「我……我偏要青梅……啊嚏!」
木槿怒叫著,不防許思顏將髮絲逗向她鼻孔,頓時癢得受不住,打了個大大的噴嚏,卻牽動了背部的傷處,一時裂開般疼痛,立時呻吟著醒過來。
睜眼便見許思顏戲謔著的大大笑臉,她一時驚住,揉揉水潤潤的黑眼睛,再揉揉……
許思顏忍不住大笑出聲,一把將她拎得坐起,問道:「這是夢到誰了?也忒小氣,連青梅都不肯替你摘,回頭打他三十大板,可好?」
木槿木頭木腦地看他半晌,才無精打彩道:「嗯,下回再夢到時,便下令打他!我早就想打了……」
許思顏看她那傻樣,不覺又笑,輕撫她傷處問道:「還疼得厲害麼?要不要喚醫女過來為你重新上藥?」
木槿搖頭道:「不用。除了那處刀傷,別的地兒應該開始結疤了,不過還是不宜泡水。身上膩膩的,呆會兒找個手腳輕巧的丫鬟幫我擦洗一下才好……」
許思顏微笑道:「何必要那些丫鬟幫忙?瞧著一個個都笨手笨腳的。不如為夫代勞?」
木槿便咬牙,「偷看女人洗澡的男人眼睛會長針眼!亂打女人主意的男人手腳會長雞眼!」
許思顏不以為意,「如此看來,天底下不長針眼、不長雞眼的,都不是男人!」
「你……」
木槿無語。
轉頭再想到方才的夢,頓時整個人灰頹下去,再也懶得和他說話了。
晚膳時,許思顏特地讓人備了梅子。
一川菸草,滿城風絮,梅子黃時雨,本是四五月裡的特有風光。此時已是秋初,早已過了梅子黃熟季節,難為涇陽侯居然能找出來盤新鮮青梅來,又備了鹽醃曬乾的白梅和火燜過的烏梅,大小品種十幾碟。

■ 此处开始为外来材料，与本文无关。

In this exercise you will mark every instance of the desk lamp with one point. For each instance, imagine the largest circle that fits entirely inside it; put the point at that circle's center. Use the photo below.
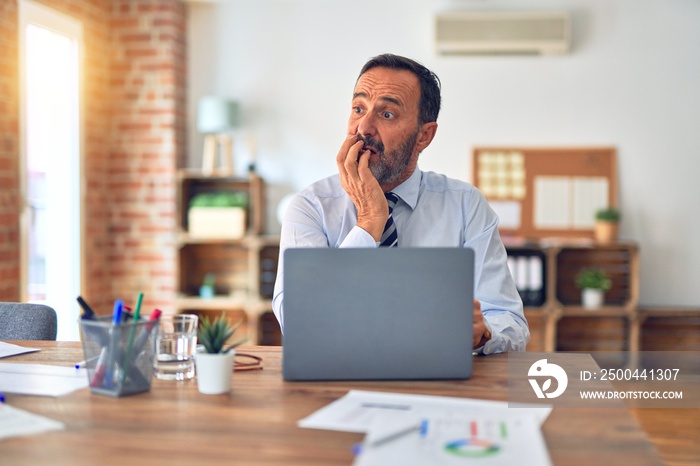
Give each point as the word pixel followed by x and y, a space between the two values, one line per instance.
pixel 215 118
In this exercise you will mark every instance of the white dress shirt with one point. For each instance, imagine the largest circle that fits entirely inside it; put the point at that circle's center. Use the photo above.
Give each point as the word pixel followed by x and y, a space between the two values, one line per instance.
pixel 432 211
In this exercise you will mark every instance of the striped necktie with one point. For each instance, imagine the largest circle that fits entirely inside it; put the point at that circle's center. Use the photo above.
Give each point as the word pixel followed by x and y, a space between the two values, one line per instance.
pixel 390 237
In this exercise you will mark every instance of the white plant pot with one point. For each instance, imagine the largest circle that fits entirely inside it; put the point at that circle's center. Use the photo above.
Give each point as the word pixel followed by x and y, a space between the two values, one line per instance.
pixel 592 298
pixel 214 372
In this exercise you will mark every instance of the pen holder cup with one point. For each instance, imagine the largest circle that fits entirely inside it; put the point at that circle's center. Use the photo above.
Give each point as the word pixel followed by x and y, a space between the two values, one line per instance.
pixel 119 357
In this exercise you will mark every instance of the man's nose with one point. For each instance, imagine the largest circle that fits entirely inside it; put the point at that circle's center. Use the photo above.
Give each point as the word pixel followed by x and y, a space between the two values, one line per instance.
pixel 366 126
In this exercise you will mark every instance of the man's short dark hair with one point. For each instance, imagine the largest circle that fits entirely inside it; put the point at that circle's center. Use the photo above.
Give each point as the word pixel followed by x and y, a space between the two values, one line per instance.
pixel 429 105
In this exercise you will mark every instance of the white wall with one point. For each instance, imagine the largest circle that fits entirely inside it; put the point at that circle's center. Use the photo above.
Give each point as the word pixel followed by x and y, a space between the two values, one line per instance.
pixel 631 81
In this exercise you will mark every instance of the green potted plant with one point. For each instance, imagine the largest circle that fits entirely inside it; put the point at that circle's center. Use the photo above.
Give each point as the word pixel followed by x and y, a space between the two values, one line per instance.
pixel 206 291
pixel 593 284
pixel 607 224
pixel 218 215
pixel 214 363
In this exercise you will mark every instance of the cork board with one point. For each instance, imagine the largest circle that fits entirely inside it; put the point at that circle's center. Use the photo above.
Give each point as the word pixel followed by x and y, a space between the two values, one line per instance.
pixel 547 192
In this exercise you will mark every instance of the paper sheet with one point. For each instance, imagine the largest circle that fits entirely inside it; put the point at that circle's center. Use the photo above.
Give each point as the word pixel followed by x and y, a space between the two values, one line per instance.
pixel 42 380
pixel 459 438
pixel 359 410
pixel 435 430
pixel 16 422
pixel 7 350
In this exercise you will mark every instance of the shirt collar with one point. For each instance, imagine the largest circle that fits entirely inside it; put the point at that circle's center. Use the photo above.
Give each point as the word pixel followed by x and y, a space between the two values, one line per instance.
pixel 409 189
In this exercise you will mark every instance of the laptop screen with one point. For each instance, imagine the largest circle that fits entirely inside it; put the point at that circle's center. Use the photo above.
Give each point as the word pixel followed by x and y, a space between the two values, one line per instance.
pixel 378 314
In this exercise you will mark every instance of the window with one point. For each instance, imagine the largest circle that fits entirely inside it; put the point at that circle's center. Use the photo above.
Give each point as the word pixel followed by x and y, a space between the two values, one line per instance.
pixel 50 50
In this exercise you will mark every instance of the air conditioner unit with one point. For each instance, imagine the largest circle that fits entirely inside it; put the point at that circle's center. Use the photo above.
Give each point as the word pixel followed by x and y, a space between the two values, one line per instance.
pixel 503 33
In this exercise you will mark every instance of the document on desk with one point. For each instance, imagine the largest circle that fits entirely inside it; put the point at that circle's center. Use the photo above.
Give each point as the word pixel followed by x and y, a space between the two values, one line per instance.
pixel 359 410
pixel 7 350
pixel 40 379
pixel 459 438
pixel 423 429
pixel 15 422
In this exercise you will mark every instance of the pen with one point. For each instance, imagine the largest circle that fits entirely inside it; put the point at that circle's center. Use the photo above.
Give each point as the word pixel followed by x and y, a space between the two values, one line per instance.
pixel 422 427
pixel 137 311
pixel 82 364
pixel 113 342
pixel 99 374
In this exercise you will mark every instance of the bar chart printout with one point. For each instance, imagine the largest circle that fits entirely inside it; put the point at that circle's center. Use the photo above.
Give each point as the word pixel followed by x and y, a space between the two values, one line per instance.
pixel 463 440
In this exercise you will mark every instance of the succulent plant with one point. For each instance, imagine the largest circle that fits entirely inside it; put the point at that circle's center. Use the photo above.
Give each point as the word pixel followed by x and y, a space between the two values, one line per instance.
pixel 214 334
pixel 593 278
pixel 609 214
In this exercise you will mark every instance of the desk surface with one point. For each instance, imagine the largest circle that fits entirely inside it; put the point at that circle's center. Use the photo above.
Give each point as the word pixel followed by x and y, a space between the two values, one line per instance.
pixel 256 422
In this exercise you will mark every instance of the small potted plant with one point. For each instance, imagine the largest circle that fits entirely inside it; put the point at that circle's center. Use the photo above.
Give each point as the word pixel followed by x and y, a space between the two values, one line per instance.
pixel 215 362
pixel 607 224
pixel 218 215
pixel 593 284
pixel 206 291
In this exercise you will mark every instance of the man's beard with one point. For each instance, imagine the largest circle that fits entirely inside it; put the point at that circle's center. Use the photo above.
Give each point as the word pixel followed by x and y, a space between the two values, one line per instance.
pixel 389 167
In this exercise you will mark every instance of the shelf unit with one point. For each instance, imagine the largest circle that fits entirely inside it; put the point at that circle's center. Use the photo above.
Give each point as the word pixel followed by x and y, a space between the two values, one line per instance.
pixel 618 317
pixel 244 269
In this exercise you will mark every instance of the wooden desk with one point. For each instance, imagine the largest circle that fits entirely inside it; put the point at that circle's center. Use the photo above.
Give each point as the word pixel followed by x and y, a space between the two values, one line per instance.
pixel 256 422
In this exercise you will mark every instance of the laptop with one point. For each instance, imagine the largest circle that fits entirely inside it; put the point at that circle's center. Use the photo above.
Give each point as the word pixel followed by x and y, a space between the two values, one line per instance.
pixel 378 314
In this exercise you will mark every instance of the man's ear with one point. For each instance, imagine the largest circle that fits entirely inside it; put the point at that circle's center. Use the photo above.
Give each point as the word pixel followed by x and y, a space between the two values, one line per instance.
pixel 426 135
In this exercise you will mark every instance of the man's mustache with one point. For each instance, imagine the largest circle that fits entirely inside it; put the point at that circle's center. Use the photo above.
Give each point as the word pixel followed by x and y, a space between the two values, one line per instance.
pixel 369 142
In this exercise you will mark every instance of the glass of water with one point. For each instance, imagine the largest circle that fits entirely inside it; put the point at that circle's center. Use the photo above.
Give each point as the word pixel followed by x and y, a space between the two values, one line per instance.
pixel 175 347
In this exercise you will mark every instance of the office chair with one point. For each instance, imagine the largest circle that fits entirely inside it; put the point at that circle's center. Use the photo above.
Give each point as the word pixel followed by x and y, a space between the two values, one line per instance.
pixel 26 321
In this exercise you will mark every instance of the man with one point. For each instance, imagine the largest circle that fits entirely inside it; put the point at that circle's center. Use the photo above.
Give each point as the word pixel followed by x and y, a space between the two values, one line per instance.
pixel 395 106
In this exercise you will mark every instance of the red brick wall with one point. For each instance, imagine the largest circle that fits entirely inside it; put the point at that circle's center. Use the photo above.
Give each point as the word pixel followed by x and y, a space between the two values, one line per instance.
pixel 134 129
pixel 148 115
pixel 9 147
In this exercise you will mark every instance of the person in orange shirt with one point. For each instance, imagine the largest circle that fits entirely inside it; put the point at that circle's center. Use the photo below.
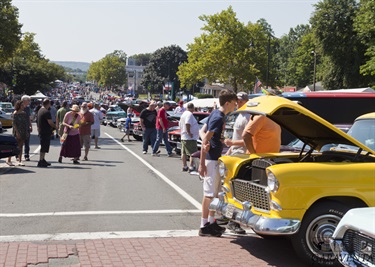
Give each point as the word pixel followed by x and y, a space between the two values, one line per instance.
pixel 262 135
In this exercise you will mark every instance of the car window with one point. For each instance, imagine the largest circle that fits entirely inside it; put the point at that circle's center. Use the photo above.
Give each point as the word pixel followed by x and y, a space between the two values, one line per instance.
pixel 364 132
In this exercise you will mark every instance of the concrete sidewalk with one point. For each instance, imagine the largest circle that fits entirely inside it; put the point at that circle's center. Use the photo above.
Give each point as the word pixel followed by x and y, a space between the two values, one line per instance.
pixel 229 250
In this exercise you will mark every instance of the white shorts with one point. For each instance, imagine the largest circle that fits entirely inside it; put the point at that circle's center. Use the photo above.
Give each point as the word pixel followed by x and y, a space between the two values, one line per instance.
pixel 95 132
pixel 212 182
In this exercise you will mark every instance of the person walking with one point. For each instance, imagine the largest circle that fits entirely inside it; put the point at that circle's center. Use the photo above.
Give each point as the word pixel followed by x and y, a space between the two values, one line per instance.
pixel 211 150
pixel 161 130
pixel 95 128
pixel 148 124
pixel 87 119
pixel 71 147
pixel 189 136
pixel 237 145
pixel 128 123
pixel 60 114
pixel 26 102
pixel 45 127
pixel 180 108
pixel 21 125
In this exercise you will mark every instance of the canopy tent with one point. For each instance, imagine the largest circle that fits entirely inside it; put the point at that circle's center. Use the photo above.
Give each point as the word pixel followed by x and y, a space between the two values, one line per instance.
pixel 204 102
pixel 38 95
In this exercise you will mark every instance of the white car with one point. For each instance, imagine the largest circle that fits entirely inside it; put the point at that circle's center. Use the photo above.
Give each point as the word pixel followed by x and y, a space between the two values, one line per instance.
pixel 353 241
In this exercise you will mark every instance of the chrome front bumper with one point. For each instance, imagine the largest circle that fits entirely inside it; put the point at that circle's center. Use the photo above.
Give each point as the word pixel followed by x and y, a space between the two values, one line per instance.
pixel 259 224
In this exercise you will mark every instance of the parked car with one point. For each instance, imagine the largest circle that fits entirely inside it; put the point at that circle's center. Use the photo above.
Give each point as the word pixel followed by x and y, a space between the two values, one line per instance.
pixel 8 146
pixel 137 128
pixel 301 195
pixel 353 241
pixel 174 135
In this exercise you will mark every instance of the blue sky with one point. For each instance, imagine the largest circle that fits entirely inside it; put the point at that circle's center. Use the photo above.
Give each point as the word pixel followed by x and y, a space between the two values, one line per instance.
pixel 87 30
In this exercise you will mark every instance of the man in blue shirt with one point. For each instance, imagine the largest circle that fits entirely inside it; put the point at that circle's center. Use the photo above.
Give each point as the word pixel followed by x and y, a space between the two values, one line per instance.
pixel 211 150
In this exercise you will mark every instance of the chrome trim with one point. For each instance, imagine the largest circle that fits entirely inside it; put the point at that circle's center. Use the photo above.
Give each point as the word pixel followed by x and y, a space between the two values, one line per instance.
pixel 259 224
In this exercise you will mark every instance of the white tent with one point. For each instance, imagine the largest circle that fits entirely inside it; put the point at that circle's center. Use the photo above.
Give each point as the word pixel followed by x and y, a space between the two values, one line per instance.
pixel 204 102
pixel 38 95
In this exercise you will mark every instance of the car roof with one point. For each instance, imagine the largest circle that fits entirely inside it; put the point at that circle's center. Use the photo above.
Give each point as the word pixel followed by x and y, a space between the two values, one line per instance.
pixel 301 122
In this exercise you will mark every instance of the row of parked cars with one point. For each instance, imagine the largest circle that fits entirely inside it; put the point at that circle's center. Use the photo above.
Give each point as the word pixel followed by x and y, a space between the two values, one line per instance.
pixel 319 191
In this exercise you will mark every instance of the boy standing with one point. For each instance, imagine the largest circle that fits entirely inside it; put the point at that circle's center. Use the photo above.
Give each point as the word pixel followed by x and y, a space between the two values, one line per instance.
pixel 211 150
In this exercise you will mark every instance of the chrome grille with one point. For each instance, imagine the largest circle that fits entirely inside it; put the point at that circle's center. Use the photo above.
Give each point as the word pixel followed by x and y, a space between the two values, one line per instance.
pixel 247 191
pixel 360 247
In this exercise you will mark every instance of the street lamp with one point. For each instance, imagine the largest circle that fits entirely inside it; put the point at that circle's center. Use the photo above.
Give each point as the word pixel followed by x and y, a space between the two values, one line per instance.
pixel 314 80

許思顏自己嚐了個新鮮青梅來,只一口便酸得差點掉淚,嘖嘖兩聲,連白梅和烏梅也不去碰了。
木槿倒是默不作聲地吃了幾隻,然後便放下筷,連特地為她預備的幾樣野味都沒嘗。
許思顏見她依然一副萎靡不振的模樣,連徐夕影等人的事都沒問,不覺詫異,問道:「只吃這麼點東西,這是打算減肥嗎?」
木槿道:「沒。牙酸倒了,吃不了了……」「……」
許思顏為她盛了碗湯,柔聲道:「那喝湯吧!不需要用牙!」
木槿道:「滿嘴都是酸味,不想喝。」
許思顏便瞪她一眼,「若你不喝,我可灌你了!受傷可以說是你自找的,再不好好吃養瘦了,只怕父皇會責怪我。我可不能受了這冤枉!」
他猜著這丫頭倔犟要強,必定不受他威脅,作勢要去灌時,木槿卻不聲不搶搶過他的碗,竟把那湯咕嚕咕嚕一口氣喝了,放到桌上,垂眸問道:「這樣可以了吧?」
許思顏反而呆住了。
正猶豫著要不要打起精神來過去安慰時,忽聽得有人來報:「太子殿下,徐大小姐懸樑了!」
許思顏一怔,「可曾救下來?」
「暫且不知。樓大人已經趕過去了,也已傳了大夫。」
「知道了。」
許思顏待來人退下,才向木槿道:「今日已經查明,徐夕影的確是徐淵的獨女,在徐淵入獄後險被查案官員汙辱,拒絕後反被說成色.誘朝廷命官。她絕望之下自毀容貌,求人繼續申訴,輾轉傳到我那邊。」
「我因江北這帶軍中勢力盤根錯節,覺得徐淵一個外來官員,未必有那樣的膽子,所以只將徐淵革職,把案子暫時壓了下來。若細論起來,銀糧在徐淵手中失竊,無論如何監管不力的罪名肯定是逃不了,革他的職並不冤,徐夕影也犯不著再和人串通起來在我們面前演這場戲,給揭穿後反會毀了自己名節。」
若論歷朝規矩,女子本不得予聞政務。
但這些年慕容家勢大,吳帝許知言對慕容皇后甚是敬重,許多朝中大事許思顏也不得不與母后商議後才能有所決斷,故而朝中上下人等對於女子參政並不十分抗拒。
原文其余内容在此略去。